A mio parere, la storia sarebbe potuta terminare al penultimo capitolo. Nel capitolo finale,
mi sembra che Page dia l'idea di applicare la tecnica del "deus ex machina" per far apparire un personaggio dal nulla a cui affidare solo il compito di concludere
la narrazione con un lieto fine.
Volendo esprimere un giudizio generale su questo romanzo, direi che esso è
stato sopravvalutato dalla critica (o forse eccessivamente "pompato"

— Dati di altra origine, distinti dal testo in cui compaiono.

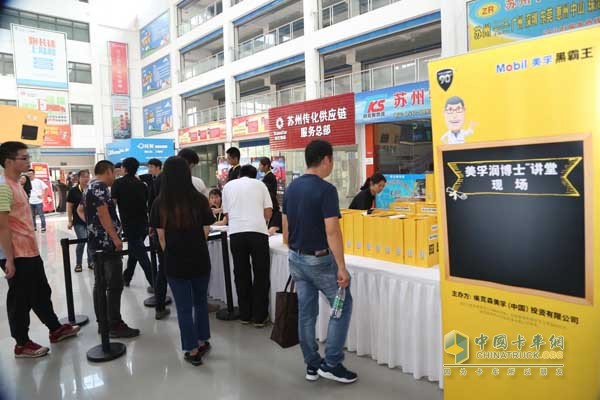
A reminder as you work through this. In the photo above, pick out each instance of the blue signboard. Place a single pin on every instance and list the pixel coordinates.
(398, 103)
(155, 35)
(158, 117)
(141, 149)
(156, 76)
(400, 187)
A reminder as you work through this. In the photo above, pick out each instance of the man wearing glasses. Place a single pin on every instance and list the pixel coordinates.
(28, 287)
(454, 114)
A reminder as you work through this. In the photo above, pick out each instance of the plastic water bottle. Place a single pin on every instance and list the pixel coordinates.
(338, 303)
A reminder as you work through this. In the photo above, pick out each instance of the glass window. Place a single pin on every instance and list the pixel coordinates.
(82, 114)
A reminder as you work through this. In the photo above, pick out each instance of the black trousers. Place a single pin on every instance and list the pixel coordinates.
(29, 290)
(253, 296)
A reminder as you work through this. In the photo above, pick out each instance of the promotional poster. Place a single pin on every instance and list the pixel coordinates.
(517, 155)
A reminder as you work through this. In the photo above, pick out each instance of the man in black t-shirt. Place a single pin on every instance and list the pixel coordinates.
(131, 196)
(75, 222)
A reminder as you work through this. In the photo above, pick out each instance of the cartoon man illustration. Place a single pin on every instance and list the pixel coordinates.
(454, 114)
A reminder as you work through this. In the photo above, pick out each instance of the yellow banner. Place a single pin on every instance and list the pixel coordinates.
(517, 154)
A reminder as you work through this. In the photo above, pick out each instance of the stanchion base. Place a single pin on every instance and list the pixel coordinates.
(225, 315)
(151, 301)
(80, 320)
(97, 354)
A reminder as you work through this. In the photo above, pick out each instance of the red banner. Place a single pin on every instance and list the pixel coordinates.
(296, 125)
(118, 62)
(42, 172)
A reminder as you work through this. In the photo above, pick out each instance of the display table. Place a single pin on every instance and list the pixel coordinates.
(396, 317)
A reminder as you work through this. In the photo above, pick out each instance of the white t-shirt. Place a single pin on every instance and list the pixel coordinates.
(38, 188)
(200, 186)
(245, 200)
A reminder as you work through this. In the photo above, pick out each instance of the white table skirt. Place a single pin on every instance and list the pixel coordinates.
(396, 317)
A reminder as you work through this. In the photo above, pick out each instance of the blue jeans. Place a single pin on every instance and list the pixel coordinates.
(81, 233)
(38, 209)
(191, 301)
(313, 275)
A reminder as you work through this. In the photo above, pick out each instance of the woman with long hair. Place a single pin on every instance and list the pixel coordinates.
(365, 198)
(181, 216)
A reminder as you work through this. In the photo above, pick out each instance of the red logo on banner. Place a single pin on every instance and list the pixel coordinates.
(296, 125)
(118, 61)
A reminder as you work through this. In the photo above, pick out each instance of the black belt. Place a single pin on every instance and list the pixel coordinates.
(316, 253)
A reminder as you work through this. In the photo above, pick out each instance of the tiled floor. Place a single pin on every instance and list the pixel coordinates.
(244, 363)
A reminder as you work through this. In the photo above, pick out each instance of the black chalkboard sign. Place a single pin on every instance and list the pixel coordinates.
(518, 215)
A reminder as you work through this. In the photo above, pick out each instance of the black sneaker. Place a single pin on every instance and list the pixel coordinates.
(195, 360)
(338, 374)
(121, 330)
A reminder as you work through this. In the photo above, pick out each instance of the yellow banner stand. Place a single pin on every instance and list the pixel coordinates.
(517, 144)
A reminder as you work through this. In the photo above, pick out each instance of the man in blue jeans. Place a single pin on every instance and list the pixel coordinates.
(311, 222)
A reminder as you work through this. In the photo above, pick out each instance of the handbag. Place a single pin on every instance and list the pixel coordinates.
(285, 327)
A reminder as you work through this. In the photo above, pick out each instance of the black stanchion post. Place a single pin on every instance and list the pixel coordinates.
(106, 351)
(72, 318)
(230, 313)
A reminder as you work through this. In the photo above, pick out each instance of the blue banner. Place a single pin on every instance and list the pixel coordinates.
(158, 117)
(400, 188)
(398, 103)
(493, 22)
(141, 149)
(156, 76)
(155, 35)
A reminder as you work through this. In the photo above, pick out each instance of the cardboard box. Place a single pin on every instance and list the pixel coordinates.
(427, 242)
(410, 241)
(430, 192)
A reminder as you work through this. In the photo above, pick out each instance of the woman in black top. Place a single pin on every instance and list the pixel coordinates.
(181, 217)
(365, 198)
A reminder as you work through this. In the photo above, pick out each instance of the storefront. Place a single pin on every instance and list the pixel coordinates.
(292, 127)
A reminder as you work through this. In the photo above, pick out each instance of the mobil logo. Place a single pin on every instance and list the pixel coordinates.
(376, 106)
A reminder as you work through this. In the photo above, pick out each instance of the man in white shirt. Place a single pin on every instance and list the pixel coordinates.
(36, 199)
(192, 158)
(247, 204)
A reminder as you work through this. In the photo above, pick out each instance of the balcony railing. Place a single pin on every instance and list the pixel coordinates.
(275, 37)
(262, 103)
(347, 9)
(377, 78)
(204, 116)
(208, 64)
(209, 12)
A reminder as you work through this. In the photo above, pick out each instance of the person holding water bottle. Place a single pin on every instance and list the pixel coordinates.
(311, 224)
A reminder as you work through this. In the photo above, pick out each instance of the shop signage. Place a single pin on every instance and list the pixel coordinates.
(119, 68)
(214, 131)
(399, 103)
(296, 125)
(155, 35)
(518, 208)
(156, 76)
(158, 117)
(498, 22)
(251, 125)
(121, 117)
(141, 149)
(56, 105)
(40, 57)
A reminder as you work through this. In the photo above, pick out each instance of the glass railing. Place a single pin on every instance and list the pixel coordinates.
(209, 12)
(377, 78)
(347, 9)
(208, 64)
(262, 103)
(204, 116)
(275, 37)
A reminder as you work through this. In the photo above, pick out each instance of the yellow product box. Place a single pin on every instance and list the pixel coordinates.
(405, 207)
(430, 188)
(410, 241)
(427, 209)
(427, 242)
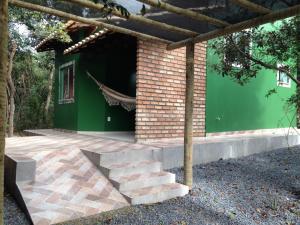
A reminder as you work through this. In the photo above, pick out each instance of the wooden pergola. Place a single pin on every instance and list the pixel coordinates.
(179, 24)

dall'operazione commerciale che lo ha lanciato sul nostro panorama editoriale
sventolando le sue traduzioni in 14 paesi). "Come sono diventato
stupido" è un
romanzo di facile consumo, adatto ad una lettura usa e getta e che, in verità,
non ci rivela alcun caso letterario.
Nota tecnica:
Martin Page, in questo suo libro, varca una delle frontiere tra scrittore e lettore chiedendo una deroga al
patto narrativo. Giocando a carte scoperte, egli nel primo capitolo, attraverso le parole del protagonista-narratore, rivela al lettore che il libro sarà a lieto fine. Infatti, Antoine nello scrivere il manifesto per la sua scelta di diventare stupido, rivela la sua convinzione che "il protagonista se la caverà, che addirittura uscirà arricchito da tante peripezie". Page, con l'artificio della scrittura del manifesto, esplicita un accordo tacito che si crea per ogni lettura tra chi scrive e chi legge (nel bene o nel male sai che ti racconterò una storia in cui il protagonista vuol diventare stupido, ma attraverso un po' di peripezie, non solo non diverrà tale, ma capirà qualcosa in più della vita) e implicitamente chiede al lettore di accettare ugualmente il
patto narrativo e forzare la sua interruzione dell'incredulità per leggere e godere della storia come se non avesse coscienza di tale rivelazione.
L'incipit:
Ad Antoine era sempre sembrato di avere l'età dei cani. Quando aveva sette anni, si sentiva logorato come uno di quarantanove; a undici, aveva il disincanto di un vecchio di settantasette. Ora, a venticinque anni, sperando in una vita un po' più dolce, Antoine decise di coprire il proprio cervello con il sudario della stupidità. Troppo spesso aveva osservato che l'intelligenza è parola che designa sciocchezze ben costruite e sapientemente enunciate, ed è talmente traviata che sovente è più vantaggioso essere stupidi che intellettuali doc. L'intelligenza rende infelici, solitari, poveri, mentre mascherarla permette un'immortalità' da rotocalco e l'ammirazione di quelli che credono in ciò che leggono.
Una citazione:
"Acquistò dei begli abiti che faranno di certo ridere le future generazioni, ma che, per il momento, diffondevano la sua superiorità sul popolo comune che non ha i mezzi di mostrare tanto cattivo gusto con tanta naturale ostentazione."